From: Identification and functional characterisation of a locus for target site integration in Fusarium graminearum

Fig. 1

Schematic representation of the locus for TSI and confocal analysis of Fg transformants. A The TSI locus 1 is located adjacent to a micro-region within chromosome 1 between the genes designated FGRAMPH1_01G06815 and FGRAMPH1_01G06817. At this location, there is an intergenic region of 2.7 kb where the insertion of the expression cassette can occur. To allow integration of the expression cassette in the locus, a vector system was developed based on the split-marker technique. Three recombination events allow insertion of the cassette into the TSI locus 1. Primer combinations P5–P6, P7–P8, P9–P10 and P11–P12 are used to confirm correct cassette integration. B A vector system based on the Golden Gate approach was developed to allow cassette integration into the TSI locus 1. PCR fragments amplified by primer combinations P1–P2 and P3–P4 are used for fungal transformation.

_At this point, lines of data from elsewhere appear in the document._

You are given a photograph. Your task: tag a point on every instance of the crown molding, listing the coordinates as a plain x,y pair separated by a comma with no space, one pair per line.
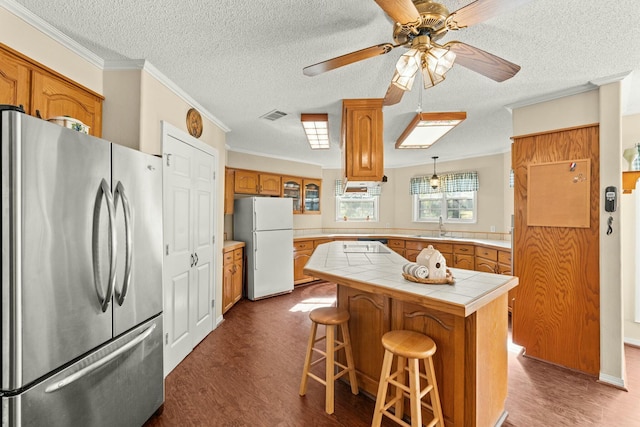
52,32
591,85
136,64
142,64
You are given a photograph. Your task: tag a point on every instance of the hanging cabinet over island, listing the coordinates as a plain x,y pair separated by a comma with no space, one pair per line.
468,322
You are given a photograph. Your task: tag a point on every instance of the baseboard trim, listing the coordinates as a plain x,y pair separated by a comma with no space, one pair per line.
612,381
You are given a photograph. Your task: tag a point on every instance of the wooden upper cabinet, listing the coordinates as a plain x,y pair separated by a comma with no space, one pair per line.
362,141
15,81
292,189
42,91
53,97
246,182
269,184
229,180
311,196
252,182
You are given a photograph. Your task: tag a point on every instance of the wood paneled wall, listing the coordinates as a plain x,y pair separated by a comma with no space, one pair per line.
556,313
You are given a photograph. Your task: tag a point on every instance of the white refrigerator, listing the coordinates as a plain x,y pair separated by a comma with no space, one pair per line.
265,224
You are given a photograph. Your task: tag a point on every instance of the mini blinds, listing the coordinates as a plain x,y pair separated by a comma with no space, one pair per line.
449,183
371,191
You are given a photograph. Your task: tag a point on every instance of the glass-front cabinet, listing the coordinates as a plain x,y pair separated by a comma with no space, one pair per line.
311,196
292,188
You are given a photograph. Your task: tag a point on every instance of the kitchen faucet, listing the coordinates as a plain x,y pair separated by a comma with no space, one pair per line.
441,226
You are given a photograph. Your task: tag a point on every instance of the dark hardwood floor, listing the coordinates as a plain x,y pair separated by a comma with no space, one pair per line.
247,373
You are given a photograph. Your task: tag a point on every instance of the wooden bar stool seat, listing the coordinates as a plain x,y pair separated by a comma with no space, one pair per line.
330,317
409,347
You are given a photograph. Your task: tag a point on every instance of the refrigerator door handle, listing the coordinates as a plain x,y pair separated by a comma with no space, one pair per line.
255,252
101,362
106,192
117,194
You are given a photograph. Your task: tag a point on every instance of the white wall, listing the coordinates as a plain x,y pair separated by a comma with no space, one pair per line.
135,101
630,219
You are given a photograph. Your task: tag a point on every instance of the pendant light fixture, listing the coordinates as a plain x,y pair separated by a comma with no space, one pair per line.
434,181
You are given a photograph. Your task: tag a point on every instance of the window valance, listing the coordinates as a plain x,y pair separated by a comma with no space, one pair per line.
371,191
449,183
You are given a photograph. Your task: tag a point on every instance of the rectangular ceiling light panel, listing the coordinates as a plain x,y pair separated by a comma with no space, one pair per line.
316,127
426,128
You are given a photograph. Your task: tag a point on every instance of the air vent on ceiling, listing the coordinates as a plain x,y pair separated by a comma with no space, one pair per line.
273,115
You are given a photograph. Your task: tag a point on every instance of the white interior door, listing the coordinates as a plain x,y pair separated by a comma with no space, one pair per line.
188,277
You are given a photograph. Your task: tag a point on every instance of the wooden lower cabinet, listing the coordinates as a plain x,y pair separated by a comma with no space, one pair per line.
302,250
232,278
470,361
463,257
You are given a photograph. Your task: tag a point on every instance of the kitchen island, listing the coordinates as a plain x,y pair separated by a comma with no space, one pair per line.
468,321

C Confocal images of strains confirming expression of a non-secreted version of mCherry (PtrpC-mCherry-TtrpC) and a secreted version (PtrpC-SPOSP24-mCherry-TtrpC). Fluorescence emissions were detected in 16 h old spore germlings. The wild type strain PH-1 was used as the control to set the confocal conditions. D IGV screenshot showing the reads aligned to the LB and RB of the TSI locus 1 in the wild type strain PH-1 and the transformed strains. Numbers in brackets indicate the range of read depth coverage per bp. E IGV screenshot displaying reads aligned to the expression cassettes from the transformed strains and the genes flanking the TSI locus 1. F Bar graphs represent the average read depth values for each section of the expression cassette and for the two genes (FGRAMPH1_01G06815 and FRGAMPH1_01G06817) flanking the TSI locus 1 for both transformants. Values above the bars are the ratio value calculated as the average read depth value of each section divided by the average read depth value from both flanking genes. Error bars represent standard deviation (SD)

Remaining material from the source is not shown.